El joven se sonrojó, sacudiendo la cabeza.
—No. Sí. Quizá. Los deberes son tan simples... —Movió la mano con impaciencia—. He aprendido todas las técnicas necesarias para hacerle de catalista a cualquier clase de mago. Sí —añadió como respuesta a la mirada escéptica de Vanya—. No me estoy vanagloriando. Y no es sólo eso, sino que he desarrollado nuevas fórmulas matemáticas para reemplazar los tradicionales y torpes cálculos que hemos estado utilizando durante siglos. Supongo que eso hubiera debido satisfacerme, pero no ha sido así. Me hizo desear más. —Absorto en lo que decía, Saryon empezó a hablar más y más deprisa, para, finalmente, levantarse y empezar a pasear por la habitación, gesticulando con las manos—. ¡Empecé trabajando en fórmulas que prepararían el terreno para nuevas maravillas, actos mágicos nunca antes soñados por el hombre! Ahondé más y más en las bibliotecas que existen en El Manantial. Finalmente, en un remoto rincón de la Biblioteca, descubrí la Cámara del Noveno Misterio.
»¿Podéis imaginar lo que sentí? No. —Saryon miró de reojo al Patriarca, azorado—. ¿Cómo podríais vos, vos que sois la bondad personificada? Me quedé mirando los caracteres rúnicos que había grabados sobre la entrada y me invadió un sentimiento muy parecido al Hechizo que sentimos cada mañana cuando percibimos la magia. Sólo que ese sentimiento no era uno que iluminase y llenase de satisfacción; era como si la oscuridad que invadía mi alma se intensificase hasta llegar a absorberme en su interior. Me sentía desfallecer y, literalmente, temblaba de deseo.
—¿Qué hiciste? —preguntó Vanya, fascinado a pesar suyo—. ¿Entraste entonces?
—No. Estaba demasiado asustado. Permanecí de pie frente a la cámara, con los ojos clavados en ella durante no sé siquiera cuánto tiempo —suspiró Saryon fatigadamente—. Debí de permanecer así durante horas, porque repentinamente noté que tenía las piernas doloridas y me sentí mareado. Entonces me derrumbé sobre una silla aterrorizado, y miré a mi alrededor. ¿Y si me habían visto? ¡No había duda de que aquellos pensamientos prohibidos que habían pasado por mi cabeza debían reflejarse claramente en mi rostro! Pero no había nadie, estaba solo.
Saryon volvió a derrumbarse sobre su silla, uniendo la acción a las palabras de manera inconsciente.
—Sentado ahí, en la Sala de Estudio, cerca de la habitación prohibida, supe lo que era ser tentado por el Mal. —Hundió la cabeza entre las manos—. ¡Divinidad, yo sabía, tan seguro como que estaba sentado en aquella silla de madera, que podía atravesar aquellas puertas prohibidas! Claro que están custodiadas y protegidas por hechizos y runas —se encogió de hombros con impaciencia—, pero están selladas con unos hechizos tan elementales que cualquiera que tenga algo de Vida puede fácilmente deshacerlos. Es como si estuvieran custodiadas de esa manera por puro trámite, al darse por sobreentendido que nadie en su sano juicio querría jamás estar cerca de los textos prohibidos, y mucho menos leerlos.

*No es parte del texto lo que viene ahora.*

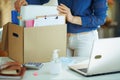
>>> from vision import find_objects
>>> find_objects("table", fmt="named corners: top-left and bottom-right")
top-left (0, 57), bottom-right (120, 80)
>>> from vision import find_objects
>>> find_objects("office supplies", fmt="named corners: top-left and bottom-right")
top-left (69, 37), bottom-right (120, 76)
top-left (25, 20), bottom-right (34, 28)
top-left (50, 49), bottom-right (62, 74)
top-left (34, 15), bottom-right (65, 27)
top-left (23, 62), bottom-right (43, 69)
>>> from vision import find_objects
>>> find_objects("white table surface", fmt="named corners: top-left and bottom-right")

Entonces, el muchacho se quedó silencioso. Bajando la voz, habló como si lo hiciese consigo mismo:
—Quizá no estoy en mi sano juicio. Últimamente parece como si todo lo que mirase estuviese distorsionado y nebuloso, como si mirara a través de una cortina hecha de gasa. —Levantando los ojos hacia Vanya, sacudió la cabeza y continuó, con la voz teñida de amargura—: En aquel instante me di cuenta de algo más, Divinidad. No había descubierto aquellos libros por casualidad. —Apretó el puño con fuerza—. No, yo los había estado buscando, buscándolos deliberadamente sin querer confesármelo a mí mismo. Mientras estaba sentado allí, me vinieron a la mente pasajes enteros de libros que había leído, pasajes que hacían referencia a libros que nunca había podido encontrar y que di por sentado que habían sido destruidos después de las Guerras de Hierro. Pero, cuando encontré aquella habitación, lo vi todo diferente. Estaban allí dentro. Tenían que estar. De hecho lo había sabido siempre.
»¿Qué hice? —Se echó a reír histéricamente, con una risa que se quebró en un sollozo—. ¡Salí huyendo de la Biblioteca como si me persiguieran fantasmas! Corrí sin parar hasta llegar a mi celda y me arrojé sobre la cama temblando de miedo.
—Hijo mío, debieras haber hablado con alguien —le reprendió suavemente Vanya—. ¿Tan poca fe tienes en nosotros?
Saryon sacudió la cabeza, enjugándose las lágrimas con gesto impaciente.